Die "Giraffenaffen" sind wieder los: Zum dritten Mal nehmen sich bekannte Künstler zugunsten der Kinder-Hilfsorganisation "Die Arche" ihrer Lieblingskinderlieder an. Mit dabei sind dieses Mal unter anderem Tim Bendzko, Beatrice Egli und Henning Wehland. Zumindest meine Kinder sind begeistert.

Wie soll ein erwachsener Mann ein Album mit Kinderliedern vernünftig beurteilen? Natürlich ist es schön, Klassiker wie "Vielen Dank für die Blumen", "Wickie" oder "Hej Pippi Langstrumpf" im neuen Gewand zu hören, und natürlich stellt sich sofort ein gewisser Nostalgie-Effekt ein. Aber ich bin ja nicht die Zielgruppe.

Deshalb kommt die Wertung von echten Experten: meinen Kindern. Der Bub ist fünf, das Mädchen drei Jahre alt, und beide sind begeistert von den "Giraffenaffen". Natürlich nicht von allen Liedern, aber zumindest vom Großteil. "Nessaja", Peter Maffays Hymne auf die Jugend etwa kennen sie als Titellied von "Tabaluga", und nach ein paar Anlaufschwierigkeiten gefällt ihnen auch die Version von Tim Bendzko ganz hervorragend. Auch wenn da im Text von kleinen Drachen keine Rede ist. "Wickie" von Schandmaul und "Anne Kaffeekanne" in der Version von Leslie Clio können sie auf Anhieb mitsingen.

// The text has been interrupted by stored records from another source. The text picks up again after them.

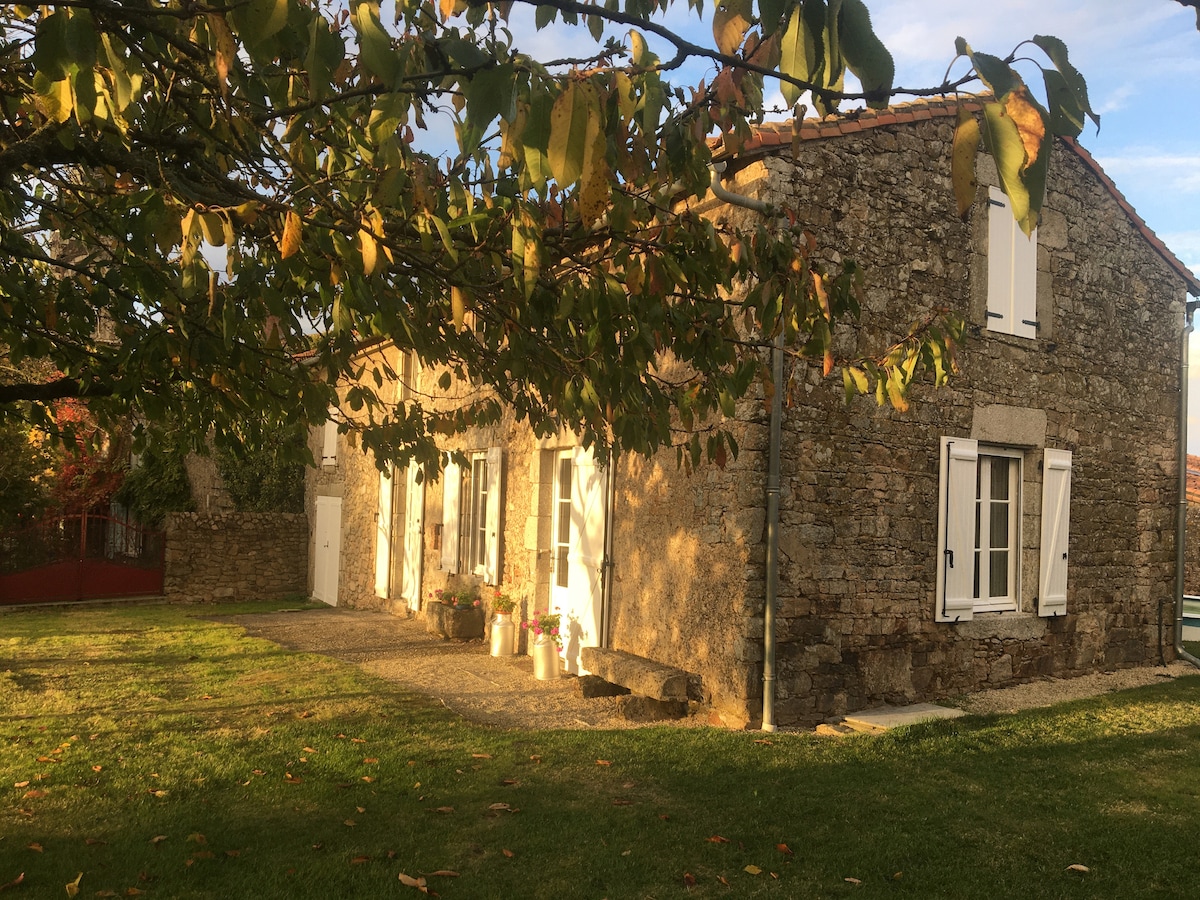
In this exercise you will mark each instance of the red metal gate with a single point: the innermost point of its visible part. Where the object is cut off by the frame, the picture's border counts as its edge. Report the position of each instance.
(79, 557)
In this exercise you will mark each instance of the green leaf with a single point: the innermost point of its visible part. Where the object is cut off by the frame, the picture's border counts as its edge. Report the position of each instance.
(1003, 142)
(864, 53)
(798, 53)
(731, 21)
(569, 131)
(1056, 51)
(375, 43)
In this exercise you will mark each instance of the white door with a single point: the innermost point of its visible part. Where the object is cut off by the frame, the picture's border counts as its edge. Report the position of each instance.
(328, 550)
(383, 535)
(409, 568)
(577, 549)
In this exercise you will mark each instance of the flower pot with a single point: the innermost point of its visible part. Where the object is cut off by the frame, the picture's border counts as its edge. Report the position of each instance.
(545, 659)
(502, 635)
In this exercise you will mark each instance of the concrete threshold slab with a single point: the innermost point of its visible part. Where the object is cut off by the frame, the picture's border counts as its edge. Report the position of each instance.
(882, 718)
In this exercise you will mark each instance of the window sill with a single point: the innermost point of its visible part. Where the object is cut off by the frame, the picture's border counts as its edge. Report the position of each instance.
(1014, 625)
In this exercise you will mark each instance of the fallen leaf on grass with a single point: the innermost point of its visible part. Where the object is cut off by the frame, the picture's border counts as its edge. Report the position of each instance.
(15, 882)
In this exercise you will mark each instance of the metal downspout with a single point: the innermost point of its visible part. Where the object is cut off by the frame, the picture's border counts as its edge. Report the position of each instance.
(773, 477)
(1181, 522)
(772, 562)
(610, 517)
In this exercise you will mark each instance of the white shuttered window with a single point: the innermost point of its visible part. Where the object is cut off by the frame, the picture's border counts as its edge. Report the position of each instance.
(1012, 271)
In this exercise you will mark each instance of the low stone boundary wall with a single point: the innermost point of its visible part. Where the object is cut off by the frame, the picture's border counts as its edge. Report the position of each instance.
(235, 556)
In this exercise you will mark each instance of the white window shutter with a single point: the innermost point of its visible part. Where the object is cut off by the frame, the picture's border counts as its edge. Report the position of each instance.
(1012, 270)
(955, 557)
(383, 535)
(451, 508)
(495, 504)
(1055, 532)
(329, 443)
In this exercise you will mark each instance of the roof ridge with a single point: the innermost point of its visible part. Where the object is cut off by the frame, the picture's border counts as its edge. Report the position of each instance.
(771, 137)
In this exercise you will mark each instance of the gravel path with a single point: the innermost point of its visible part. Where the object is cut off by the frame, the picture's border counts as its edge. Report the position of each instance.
(504, 693)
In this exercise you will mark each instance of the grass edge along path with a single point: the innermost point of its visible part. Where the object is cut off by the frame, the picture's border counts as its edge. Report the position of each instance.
(160, 754)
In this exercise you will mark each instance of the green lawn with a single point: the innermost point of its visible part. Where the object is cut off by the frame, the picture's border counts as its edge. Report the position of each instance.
(155, 751)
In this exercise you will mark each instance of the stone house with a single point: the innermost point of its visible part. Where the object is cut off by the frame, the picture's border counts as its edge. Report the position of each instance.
(1018, 523)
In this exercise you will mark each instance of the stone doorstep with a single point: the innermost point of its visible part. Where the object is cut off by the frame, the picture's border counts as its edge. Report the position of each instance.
(643, 677)
(876, 721)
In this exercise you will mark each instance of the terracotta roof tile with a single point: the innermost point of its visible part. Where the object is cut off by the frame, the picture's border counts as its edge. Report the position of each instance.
(773, 135)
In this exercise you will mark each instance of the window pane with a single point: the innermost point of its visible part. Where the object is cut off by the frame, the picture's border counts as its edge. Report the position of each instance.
(561, 568)
(999, 537)
(1000, 478)
(999, 586)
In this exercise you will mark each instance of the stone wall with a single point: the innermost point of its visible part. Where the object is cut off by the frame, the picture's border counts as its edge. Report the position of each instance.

Andere Lieder überspringen die beiden: Für "Kommt ein Vogel geflogen" von Mark Forster und "Schlaft alle" von Lena etwa geht der Daumen nach unten. Dafür freut mich, dass Dendemanns sehr freie Version von "Vielen Dank für die Blumen" einer ihrer Favoriten ist - die gefällt mir nämlich auch ganz hervorragend. Dass sie "Auf der Mauer, auf der Lauer" von Marquess ganz großartig finden, sei ihnen da verziehen.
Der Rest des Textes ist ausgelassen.